Draußen stand die Besucherschlange, der Übertragungswagen vom Fernsehen war auch schon vorgefahren. Die ganze Welt wollte Knut, doch der war verstorben. Ich wusste nicht, was ich tun sollte. Aufgeregt lief ich durchs Haus. Im Wohnzimmer dann die Erlösung: Auf der Fensterbank saß ein Fliegenjunges, zweifellos ein Verwandter von Knut. Unbemerkt schleuste ich ihn ins Gästebad. Ich habe ihn „Knut“ getauft. „II“ habe ich in Gedanken hinzugefügt. Muss ja niemand wissen. Er gleicht seinem Namensvetter aufs Haar.
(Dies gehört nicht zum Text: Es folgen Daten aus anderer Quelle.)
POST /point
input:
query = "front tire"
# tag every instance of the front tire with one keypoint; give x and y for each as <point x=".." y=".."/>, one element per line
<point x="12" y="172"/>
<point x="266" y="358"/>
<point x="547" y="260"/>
Dann habe ich die Menge hereingelassen.
Tag 38. Knut II fehlt wohl das Charisma von Knut I. Nach ein paar Tagen ebbte das Interesse deutlich ab und die Werbeverträge kamen doch nicht zustande. Die Presse hat schon einen neuen Star: das verstoßene Eisbärenjunge aus dem Berliner Zoo – noch ein Knut. Hätte mein Knut nicht so früh das Zeitliche gesegnet, dieser dahergelaufene Eisbär hätte nie eine Chance gehabt!